6 settembre 2019
Interessante pronuncia del Tribunale di Torino (16917/2017) resa il 31.7.2019 su di un reclamo in materia cautelare, anche per i suoi riflessi nella redazione dei contratti di cessione di azienda, e, in termini più generali, per l’utilizzo delle clausole risolutive espresse.
Nel contratto in questione le parti avevano convenuto espressamente l’applicazione “della clausola risolutiva espressa di cui all’art. 1456 c.c., che potrà essere invocata dalla parte cedente anche in ipotesi di ritardo o mancato pagamento, da parte della cessionaria, di 3 (tre) rate qualsiasi, anche non consecutive“.

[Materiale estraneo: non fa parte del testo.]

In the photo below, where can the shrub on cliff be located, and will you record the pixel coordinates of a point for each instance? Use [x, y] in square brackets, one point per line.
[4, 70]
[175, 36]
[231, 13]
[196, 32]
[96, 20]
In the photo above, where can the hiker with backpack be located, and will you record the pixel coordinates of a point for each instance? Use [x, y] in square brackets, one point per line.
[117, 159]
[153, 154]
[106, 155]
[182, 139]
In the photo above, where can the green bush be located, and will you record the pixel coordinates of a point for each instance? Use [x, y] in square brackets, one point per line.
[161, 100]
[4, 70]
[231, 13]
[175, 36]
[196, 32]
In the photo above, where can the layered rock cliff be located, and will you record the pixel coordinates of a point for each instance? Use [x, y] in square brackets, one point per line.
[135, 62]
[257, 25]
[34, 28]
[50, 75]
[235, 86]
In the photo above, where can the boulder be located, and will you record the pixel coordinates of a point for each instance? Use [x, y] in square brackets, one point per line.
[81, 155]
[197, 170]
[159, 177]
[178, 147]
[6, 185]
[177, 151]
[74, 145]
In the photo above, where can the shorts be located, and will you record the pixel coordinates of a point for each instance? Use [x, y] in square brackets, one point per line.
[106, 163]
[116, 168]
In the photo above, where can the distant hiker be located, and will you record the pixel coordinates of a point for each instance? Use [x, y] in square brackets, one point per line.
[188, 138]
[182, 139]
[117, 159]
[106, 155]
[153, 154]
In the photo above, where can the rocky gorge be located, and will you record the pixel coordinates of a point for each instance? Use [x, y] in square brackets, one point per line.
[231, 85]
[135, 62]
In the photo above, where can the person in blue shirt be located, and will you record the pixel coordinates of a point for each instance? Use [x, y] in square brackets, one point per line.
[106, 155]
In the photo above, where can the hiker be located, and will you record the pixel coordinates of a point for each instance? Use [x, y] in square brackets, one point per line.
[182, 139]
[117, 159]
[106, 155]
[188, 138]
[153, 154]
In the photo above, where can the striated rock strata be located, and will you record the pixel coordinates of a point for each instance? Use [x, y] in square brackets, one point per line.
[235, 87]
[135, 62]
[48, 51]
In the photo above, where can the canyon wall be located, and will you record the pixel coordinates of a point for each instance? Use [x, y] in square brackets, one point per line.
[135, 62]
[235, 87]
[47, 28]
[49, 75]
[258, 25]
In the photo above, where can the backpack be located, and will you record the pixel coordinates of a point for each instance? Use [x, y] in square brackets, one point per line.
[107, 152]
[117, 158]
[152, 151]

Il Tribunale, nel prendere atto di tale pattuizione, l’ha confrontata con la più recente giurisprudenza della Cassazione (cfr. sentenza 23868/2015), secondo cui, “l’agire dei contraenti va valutato, anche in presenza di una clausola risolutiva espressa, secondo il criterio generale della buona fede, sia quanto alla ricorrenza dell’inadempimento che del conseguente legittimo esercizio del potere unilaterale di risoluzione“.
La pronuncia ha ritenuto dunque non sufficiente, ai fini della risoluzione di diritto del contratto, la sola verificazione dell’inadempimento previsto nella clausola risolutiva espressa, in quanto anch’essa deve essere interpretata (art. 1366 c.c.) ed eseguita (art. 1375 c.c.) secondo buona fede.
Il principio di buona fede diventa pertanto (…) canone di valutazione dell’effettiva esistenza di un inadempimento di uno dei contraenti e del conseguente legittimo esercizio del potere unilaterale di risolvere il contratto, dovendosi negare efficacia all’atto di esercizio del potere ex art. 1456 c.c. quando il mancato adempimento o ritardo nell’adempimento, pur previsto, sia oggettivamente di scarsa importanza.
Tale criterio da ultimo precisato è dunque tale da non poter essere convenzionalmente derogato dalle parti.